Но в запасном полку мне не пришлось понежиться. Недолгое пребывание там началось с мероприятия стратегического значения. Начальство приказало: «Возьми трех солдат и оборудуй сортир для офицерской столовой!» Солдаты оказались узбеками и ни бельмеса не понимали по-русски. Руководить ими было сущее наказание. Главное, они не понимали цели нашего строительства.

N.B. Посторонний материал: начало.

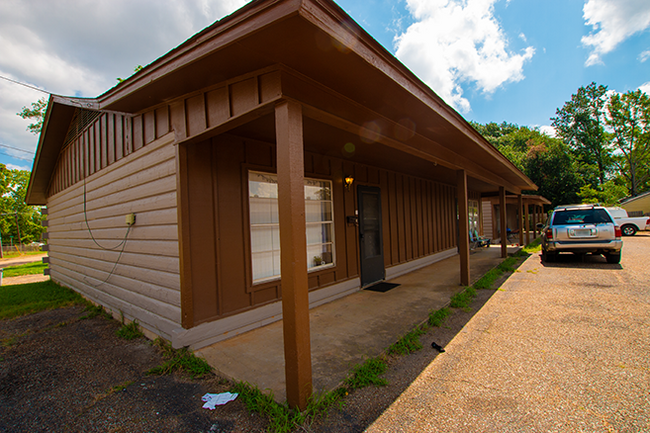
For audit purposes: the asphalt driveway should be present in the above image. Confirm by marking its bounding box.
[367,233,650,433]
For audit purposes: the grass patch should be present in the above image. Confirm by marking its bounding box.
[497,257,518,272]
[0,281,85,319]
[344,358,388,390]
[115,320,144,340]
[427,307,451,328]
[388,325,427,355]
[2,262,48,278]
[147,338,212,379]
[449,287,476,311]
[231,382,348,433]
[2,251,45,259]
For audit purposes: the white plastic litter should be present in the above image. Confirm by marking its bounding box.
[201,392,239,410]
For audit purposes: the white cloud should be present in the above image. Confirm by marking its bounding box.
[7,164,32,171]
[539,125,557,137]
[639,50,650,63]
[582,0,650,66]
[0,0,247,165]
[395,0,535,112]
[639,81,650,95]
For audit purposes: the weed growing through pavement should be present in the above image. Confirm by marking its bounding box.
[231,382,348,433]
[147,338,212,379]
[449,286,476,312]
[79,302,113,320]
[343,357,388,390]
[427,307,451,328]
[388,324,429,355]
[115,320,144,340]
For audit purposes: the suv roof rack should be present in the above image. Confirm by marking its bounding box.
[553,203,601,210]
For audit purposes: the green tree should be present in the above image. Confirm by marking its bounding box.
[551,82,612,186]
[16,98,47,135]
[524,134,584,206]
[0,164,45,245]
[606,90,650,197]
[472,122,584,205]
[578,178,628,206]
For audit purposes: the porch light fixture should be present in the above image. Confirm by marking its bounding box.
[345,176,354,191]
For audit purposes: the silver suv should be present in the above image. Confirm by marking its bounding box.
[542,205,623,263]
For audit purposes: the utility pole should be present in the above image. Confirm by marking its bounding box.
[16,212,22,250]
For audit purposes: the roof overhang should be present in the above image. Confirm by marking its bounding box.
[29,0,537,201]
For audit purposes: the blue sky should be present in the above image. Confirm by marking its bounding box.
[0,0,650,169]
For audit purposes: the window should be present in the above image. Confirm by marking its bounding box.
[467,200,479,232]
[248,171,334,283]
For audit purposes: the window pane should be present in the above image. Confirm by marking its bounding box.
[253,252,280,280]
[305,201,332,223]
[307,223,332,245]
[249,197,278,224]
[305,179,332,200]
[307,244,334,268]
[248,172,334,281]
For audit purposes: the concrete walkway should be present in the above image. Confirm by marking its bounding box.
[367,233,650,433]
[195,246,518,402]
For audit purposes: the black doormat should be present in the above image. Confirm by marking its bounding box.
[363,283,399,293]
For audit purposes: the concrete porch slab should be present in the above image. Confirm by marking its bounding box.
[195,245,519,402]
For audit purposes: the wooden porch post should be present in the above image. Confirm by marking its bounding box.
[524,203,530,245]
[517,194,524,246]
[456,170,470,286]
[499,186,508,258]
[275,101,312,410]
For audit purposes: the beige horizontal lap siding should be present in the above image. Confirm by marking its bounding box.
[48,133,181,339]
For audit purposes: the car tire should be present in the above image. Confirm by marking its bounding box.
[621,224,636,236]
[605,253,621,264]
[542,250,557,263]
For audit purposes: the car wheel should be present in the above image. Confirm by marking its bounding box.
[605,253,621,264]
[542,250,557,263]
[621,224,636,236]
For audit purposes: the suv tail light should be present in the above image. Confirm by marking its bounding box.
[614,226,623,238]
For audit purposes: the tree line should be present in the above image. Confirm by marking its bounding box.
[11,81,650,245]
[471,83,650,206]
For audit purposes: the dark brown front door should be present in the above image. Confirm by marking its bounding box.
[357,185,384,287]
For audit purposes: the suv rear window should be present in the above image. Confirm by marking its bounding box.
[553,209,612,225]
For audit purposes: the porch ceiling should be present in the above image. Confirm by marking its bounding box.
[93,0,536,192]
[30,0,537,201]
[229,114,512,193]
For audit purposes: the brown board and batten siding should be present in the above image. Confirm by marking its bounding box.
[48,106,171,196]
[179,135,464,327]
[48,133,181,339]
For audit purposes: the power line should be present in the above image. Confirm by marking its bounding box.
[0,75,52,95]
[0,143,34,155]
[0,149,34,162]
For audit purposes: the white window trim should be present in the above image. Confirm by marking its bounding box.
[247,170,336,285]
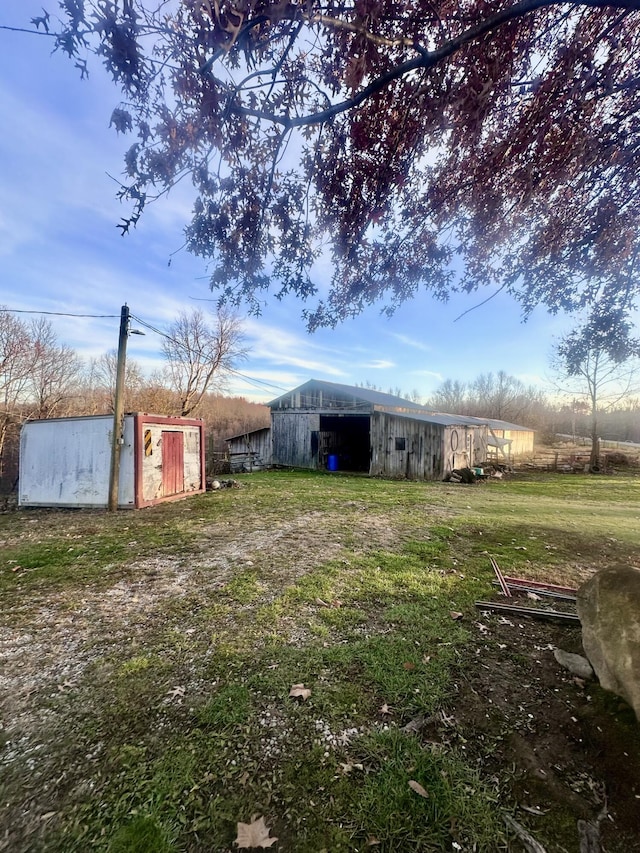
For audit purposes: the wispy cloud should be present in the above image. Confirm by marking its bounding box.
[358,359,396,370]
[389,332,433,352]
[245,318,346,378]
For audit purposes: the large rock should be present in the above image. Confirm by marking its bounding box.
[578,566,640,720]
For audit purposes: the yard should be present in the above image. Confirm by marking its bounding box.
[0,471,640,853]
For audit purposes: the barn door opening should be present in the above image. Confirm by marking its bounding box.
[162,430,184,497]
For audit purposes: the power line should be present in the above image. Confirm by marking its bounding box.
[130,314,288,392]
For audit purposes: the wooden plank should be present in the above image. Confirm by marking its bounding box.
[476,601,580,625]
[505,575,578,595]
[489,557,512,598]
[493,581,576,601]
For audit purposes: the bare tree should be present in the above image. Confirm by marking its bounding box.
[0,308,34,479]
[28,318,82,418]
[92,350,145,412]
[552,316,640,471]
[162,307,246,416]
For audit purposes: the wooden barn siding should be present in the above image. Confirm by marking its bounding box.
[271,409,320,468]
[492,428,535,459]
[444,426,487,474]
[228,429,271,473]
[370,412,445,480]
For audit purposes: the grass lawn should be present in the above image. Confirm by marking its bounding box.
[0,471,640,853]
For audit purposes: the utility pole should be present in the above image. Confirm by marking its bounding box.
[107,305,129,512]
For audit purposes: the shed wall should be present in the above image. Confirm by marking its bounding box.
[138,419,203,506]
[271,410,320,469]
[370,412,445,480]
[18,415,135,507]
[227,429,271,473]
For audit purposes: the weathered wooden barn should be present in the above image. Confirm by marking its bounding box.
[227,427,272,474]
[228,379,533,480]
[18,413,205,509]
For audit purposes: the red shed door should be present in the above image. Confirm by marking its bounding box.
[162,430,184,497]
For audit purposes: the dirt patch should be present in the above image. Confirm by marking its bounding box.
[452,614,640,853]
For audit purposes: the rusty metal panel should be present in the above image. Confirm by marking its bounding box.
[18,415,134,507]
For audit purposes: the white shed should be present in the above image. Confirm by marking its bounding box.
[18,413,205,509]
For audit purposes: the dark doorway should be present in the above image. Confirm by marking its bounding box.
[318,415,371,473]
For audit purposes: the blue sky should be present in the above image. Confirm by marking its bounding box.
[0,0,571,401]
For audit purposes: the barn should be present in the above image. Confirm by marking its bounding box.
[18,413,205,509]
[228,379,534,480]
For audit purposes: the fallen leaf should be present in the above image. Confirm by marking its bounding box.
[409,779,429,800]
[289,684,311,702]
[167,687,186,703]
[235,815,278,850]
[520,806,549,817]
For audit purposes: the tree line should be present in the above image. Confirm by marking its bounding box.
[0,307,269,491]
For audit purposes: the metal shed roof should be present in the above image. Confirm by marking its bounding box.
[267,379,533,432]
[267,379,428,412]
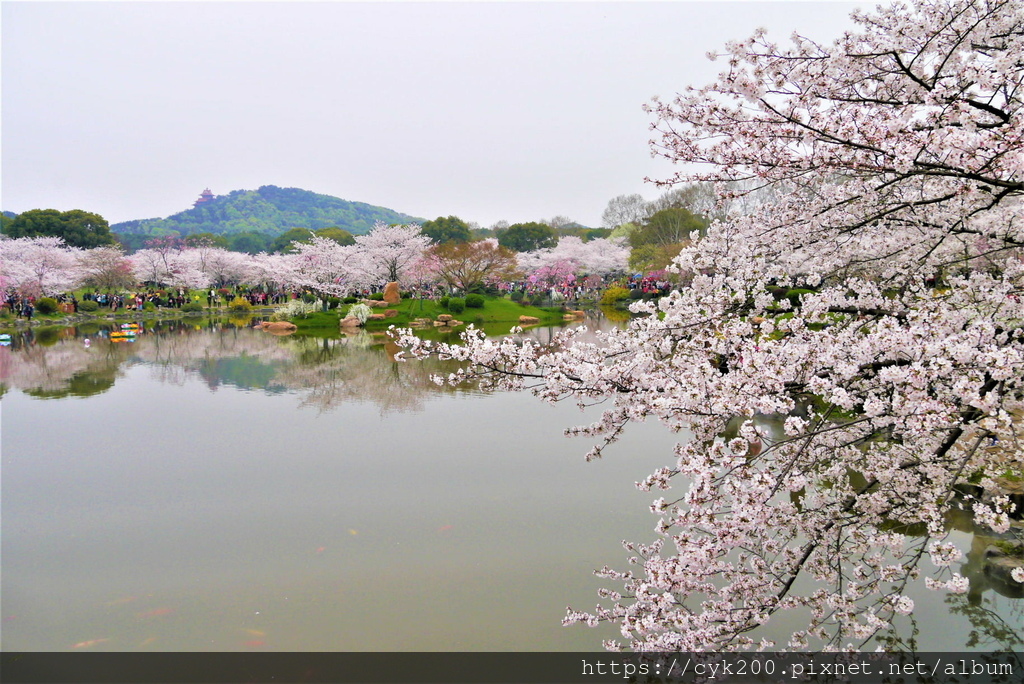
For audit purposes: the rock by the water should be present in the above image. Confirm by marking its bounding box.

Все же часа через три чудо архитектуры было готово. Мы вырыли яму, положили настил с тремя отверстиями и оплели частокол еловыми ветвями для изоляции кабинета задумчивости. После чего я смог наглядно объяснить узбекам, что они сооружали. В благодарность за службу начальник столовой дал нам большой чан с объедками, оставшимися от офицерского завтрака. Мы сожрали их с восторгом, несмотря на окурки, изредка попадавшиеся в перловой каше.